The history of the Rêve setting spans three ages.  In the First Age, the Dragons dreamed of themselves and also, “they dreamed a race of beings especially destined to serve them:  humanoids.”  These humanoids were usually either humans or gnomes, “but some more eccentric Dragons also created other avatars...”  Gnomes eventually discovered magical dream stonesthe tears of Dragons.  As a result, humanoids began to employ magic.  The Dragons did not take kindly to this development:
In order to rid themselves of this new nightmare, they awakened en masse.  The world suffered terrible cataclysms, and nine-tenths of all creatures died.  And thus ended the First Age.
When the Dragons returned to sleep, the Second Age began.  Magic became widespread:  “one in ten humans was a magician.”  Abuse of powerful magic caused rifts in the dreams.  Eventually, this led “to a crescendo of upheavals and raging cataclysms.”  The Dragons awoke again, ending the Second Age.  We are told that...

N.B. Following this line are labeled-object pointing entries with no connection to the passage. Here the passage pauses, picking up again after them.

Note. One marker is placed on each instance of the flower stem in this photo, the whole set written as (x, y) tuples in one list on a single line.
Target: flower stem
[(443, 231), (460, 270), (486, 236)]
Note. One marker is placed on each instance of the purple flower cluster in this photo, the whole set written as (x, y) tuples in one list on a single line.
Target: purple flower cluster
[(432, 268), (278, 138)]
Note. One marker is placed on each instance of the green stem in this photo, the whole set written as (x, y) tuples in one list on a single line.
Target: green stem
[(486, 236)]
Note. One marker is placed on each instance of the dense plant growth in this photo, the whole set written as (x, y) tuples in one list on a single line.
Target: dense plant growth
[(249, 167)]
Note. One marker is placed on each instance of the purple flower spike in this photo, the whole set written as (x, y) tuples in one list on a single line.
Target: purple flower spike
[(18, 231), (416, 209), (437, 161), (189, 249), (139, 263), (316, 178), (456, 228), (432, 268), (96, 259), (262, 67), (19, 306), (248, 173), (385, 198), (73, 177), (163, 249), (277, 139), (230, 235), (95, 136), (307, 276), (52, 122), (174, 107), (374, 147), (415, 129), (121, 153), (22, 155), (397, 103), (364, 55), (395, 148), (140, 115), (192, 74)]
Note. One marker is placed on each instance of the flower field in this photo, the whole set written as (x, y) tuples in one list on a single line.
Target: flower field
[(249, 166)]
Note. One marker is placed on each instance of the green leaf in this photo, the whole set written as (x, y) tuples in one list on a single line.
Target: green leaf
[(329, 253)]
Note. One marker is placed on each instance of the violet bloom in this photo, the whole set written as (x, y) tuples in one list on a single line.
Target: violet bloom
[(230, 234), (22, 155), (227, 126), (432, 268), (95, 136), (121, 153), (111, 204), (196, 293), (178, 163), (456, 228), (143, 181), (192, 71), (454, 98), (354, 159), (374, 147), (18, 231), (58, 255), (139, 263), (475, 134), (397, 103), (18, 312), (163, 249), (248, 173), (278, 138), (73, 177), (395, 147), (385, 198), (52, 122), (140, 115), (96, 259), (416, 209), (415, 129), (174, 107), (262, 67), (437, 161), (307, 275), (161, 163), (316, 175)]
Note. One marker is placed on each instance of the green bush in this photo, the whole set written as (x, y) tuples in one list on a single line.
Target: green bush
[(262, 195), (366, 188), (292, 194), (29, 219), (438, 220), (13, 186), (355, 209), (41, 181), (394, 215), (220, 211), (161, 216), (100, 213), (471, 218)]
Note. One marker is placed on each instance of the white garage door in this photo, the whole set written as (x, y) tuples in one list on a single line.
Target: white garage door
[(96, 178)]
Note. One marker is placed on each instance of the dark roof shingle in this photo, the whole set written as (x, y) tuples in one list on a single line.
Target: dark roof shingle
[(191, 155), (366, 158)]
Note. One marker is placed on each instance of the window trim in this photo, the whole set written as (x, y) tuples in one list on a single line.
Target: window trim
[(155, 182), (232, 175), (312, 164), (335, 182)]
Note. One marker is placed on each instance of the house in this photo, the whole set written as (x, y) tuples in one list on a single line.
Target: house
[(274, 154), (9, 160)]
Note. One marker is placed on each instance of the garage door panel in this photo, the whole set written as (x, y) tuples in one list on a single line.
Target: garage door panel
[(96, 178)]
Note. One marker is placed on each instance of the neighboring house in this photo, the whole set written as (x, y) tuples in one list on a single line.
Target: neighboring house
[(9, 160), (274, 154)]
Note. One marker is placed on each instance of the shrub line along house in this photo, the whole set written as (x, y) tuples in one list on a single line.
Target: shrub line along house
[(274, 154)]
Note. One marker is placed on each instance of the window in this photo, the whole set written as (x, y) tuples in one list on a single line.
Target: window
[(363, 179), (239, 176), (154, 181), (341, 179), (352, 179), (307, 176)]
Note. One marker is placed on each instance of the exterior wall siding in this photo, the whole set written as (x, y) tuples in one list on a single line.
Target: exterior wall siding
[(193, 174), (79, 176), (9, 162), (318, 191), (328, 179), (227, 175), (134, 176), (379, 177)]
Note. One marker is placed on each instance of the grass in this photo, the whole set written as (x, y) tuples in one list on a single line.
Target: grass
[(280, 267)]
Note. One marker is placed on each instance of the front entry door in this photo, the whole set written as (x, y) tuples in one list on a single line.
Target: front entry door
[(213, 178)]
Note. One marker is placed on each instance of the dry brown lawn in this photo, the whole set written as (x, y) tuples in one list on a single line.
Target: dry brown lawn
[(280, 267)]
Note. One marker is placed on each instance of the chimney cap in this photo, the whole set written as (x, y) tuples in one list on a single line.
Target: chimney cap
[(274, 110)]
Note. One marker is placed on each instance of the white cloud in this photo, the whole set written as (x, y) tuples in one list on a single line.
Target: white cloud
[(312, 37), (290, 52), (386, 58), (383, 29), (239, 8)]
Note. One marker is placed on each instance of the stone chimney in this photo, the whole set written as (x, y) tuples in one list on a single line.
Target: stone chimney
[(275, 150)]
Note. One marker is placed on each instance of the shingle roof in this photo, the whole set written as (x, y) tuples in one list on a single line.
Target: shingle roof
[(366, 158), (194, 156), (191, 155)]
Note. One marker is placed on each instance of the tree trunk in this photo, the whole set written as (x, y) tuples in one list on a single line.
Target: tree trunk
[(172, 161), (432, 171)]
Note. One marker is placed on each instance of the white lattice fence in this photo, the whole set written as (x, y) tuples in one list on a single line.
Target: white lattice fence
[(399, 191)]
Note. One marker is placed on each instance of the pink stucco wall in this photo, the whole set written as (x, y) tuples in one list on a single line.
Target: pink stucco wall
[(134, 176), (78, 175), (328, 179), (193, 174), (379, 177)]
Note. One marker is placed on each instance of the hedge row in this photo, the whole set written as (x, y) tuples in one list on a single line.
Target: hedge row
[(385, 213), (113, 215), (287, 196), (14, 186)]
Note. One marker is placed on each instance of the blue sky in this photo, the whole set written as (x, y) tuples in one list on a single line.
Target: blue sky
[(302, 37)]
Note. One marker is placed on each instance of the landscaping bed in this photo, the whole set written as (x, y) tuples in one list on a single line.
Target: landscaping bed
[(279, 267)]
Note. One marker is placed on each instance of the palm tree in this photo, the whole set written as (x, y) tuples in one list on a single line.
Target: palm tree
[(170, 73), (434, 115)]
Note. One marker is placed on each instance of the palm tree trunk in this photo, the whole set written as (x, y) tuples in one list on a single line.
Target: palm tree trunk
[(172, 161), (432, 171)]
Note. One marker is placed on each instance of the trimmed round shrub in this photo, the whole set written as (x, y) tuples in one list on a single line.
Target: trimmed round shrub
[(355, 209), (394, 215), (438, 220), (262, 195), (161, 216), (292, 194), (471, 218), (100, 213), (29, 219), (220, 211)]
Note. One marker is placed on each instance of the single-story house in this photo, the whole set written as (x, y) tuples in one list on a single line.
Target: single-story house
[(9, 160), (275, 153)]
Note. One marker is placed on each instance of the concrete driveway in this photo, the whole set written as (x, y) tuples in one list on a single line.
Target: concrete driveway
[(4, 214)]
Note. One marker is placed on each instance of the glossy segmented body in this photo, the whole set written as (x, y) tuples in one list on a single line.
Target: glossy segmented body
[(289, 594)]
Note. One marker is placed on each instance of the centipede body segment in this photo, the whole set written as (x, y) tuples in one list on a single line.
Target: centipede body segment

in the Great Awakening not all the Dragons opened their eyes at the same moment, some just waking up as others were falling back asleep.  There is some continuity therefore from Age to Age in spite of upheavals and ruins.  This is why, in the collective memory of humanoids, the 'Other Age' is still remembered.
Activity in Rêve is intended to take place about one thousand years after the onset of the Third Age.  “Between a few pockets of more or less autonomous civilization lie vast wildernesses filled with ruins and mystery,” the Third Age is described.